Water Ingress: A water chamber simulating 70mph driving rain.

Dust Ingress: A dust chamber which circulates fine particulate and encases the system in dust.

Hinge Durability: A hinger cycler that opens and closes a laptop/tablet lid 150,000 times.

Drop Test: Systems free fall between 3 to 6 feet at multiple angles. 

Salt Fog: A chamber designed to test salt fog/air/mist.

When we test – we test to fail. By pushing our systems to their physical limits, we can ensure our system’s reliability in extreme environments and utilize that data to improve upon our existing designs and future product releases. 

Engineering for Functionality

Beyond durability, there are other practical aspects that IT buyers in oil and gas must consider. Industrial gloves can make device interactivity a challenge and working under direct sunlight can cause glare on the screen. The rugged devices Dell brings to the market go through a thorough research and development process to identify user pain points, so we can build solutions for them right into the machine. 

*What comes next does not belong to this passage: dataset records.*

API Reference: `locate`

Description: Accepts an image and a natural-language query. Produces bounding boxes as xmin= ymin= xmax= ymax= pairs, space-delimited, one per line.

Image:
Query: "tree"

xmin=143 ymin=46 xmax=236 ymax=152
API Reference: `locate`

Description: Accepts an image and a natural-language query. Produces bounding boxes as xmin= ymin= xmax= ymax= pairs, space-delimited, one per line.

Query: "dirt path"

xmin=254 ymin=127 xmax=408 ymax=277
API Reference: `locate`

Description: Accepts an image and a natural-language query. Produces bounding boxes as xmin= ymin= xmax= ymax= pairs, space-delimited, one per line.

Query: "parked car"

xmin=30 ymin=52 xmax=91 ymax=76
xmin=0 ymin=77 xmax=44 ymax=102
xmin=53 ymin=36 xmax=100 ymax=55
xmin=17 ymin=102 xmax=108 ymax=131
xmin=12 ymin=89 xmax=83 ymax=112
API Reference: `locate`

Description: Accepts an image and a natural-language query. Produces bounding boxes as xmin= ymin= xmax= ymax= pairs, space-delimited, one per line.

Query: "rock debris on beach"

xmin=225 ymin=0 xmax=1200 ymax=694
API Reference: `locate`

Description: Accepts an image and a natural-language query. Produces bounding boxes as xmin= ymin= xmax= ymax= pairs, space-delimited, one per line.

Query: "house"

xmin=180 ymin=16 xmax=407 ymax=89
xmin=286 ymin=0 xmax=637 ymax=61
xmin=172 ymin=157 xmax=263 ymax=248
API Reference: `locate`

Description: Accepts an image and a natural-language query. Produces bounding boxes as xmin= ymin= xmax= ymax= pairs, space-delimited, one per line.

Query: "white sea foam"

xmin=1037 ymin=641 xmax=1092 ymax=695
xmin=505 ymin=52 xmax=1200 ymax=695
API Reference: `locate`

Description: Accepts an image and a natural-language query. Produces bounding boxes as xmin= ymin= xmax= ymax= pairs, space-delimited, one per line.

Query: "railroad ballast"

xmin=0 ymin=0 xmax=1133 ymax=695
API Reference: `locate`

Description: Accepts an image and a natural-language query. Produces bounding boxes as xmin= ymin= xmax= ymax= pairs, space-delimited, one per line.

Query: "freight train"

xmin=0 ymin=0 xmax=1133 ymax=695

In the case of our latest Dell Latitude 7220EX Rugged Extreme Tablet, we’ve added a 1000-nit Corning Gorilla Glass screen for maximum visibility in direct sunlight, along with glove-touch capacity and ATEX and IECEx certification for use in potentially explosive environments. Dual, hot-swappable batteries will keep your workers productive all day without having to interrupt the job to get a fresh charge. New 802.11ax wi-fi connectivity offers reduced interference and increased network throughput for faster video streaming and file transfers. Lastly, a dispersed workforce spread across multiple locations can make it difficult for an IT manager to ensure every machine is up to date and working properly. In response, Dell created a set of unique tools called the Dell Client Command Suite with VMware Workspace ONE. This unified workspace solution provides IT departments a central control point to remotely push critical updates, firmware and new applications to all deployed devices regardless of where they are in the field.

Taking all these aspects into consideration, a rugged device delivers long-term value by extending the life of the machine and enhancing employee performance. Since all workplaces are unique, recognizing your use case will help identify the correct rugged device with the right mix of capabilities. The safety of your workers and the success of your business can start with the performance of your devices on the front line.

 

About the author: David Plourde leads strategic alliances for the Dell Rugged business, working closely with Dell customers and technology partners. He’s spent over a decade in the Rugged computer industry and has more than 25 years’ experience in both the commercial sector and state & federal government sales.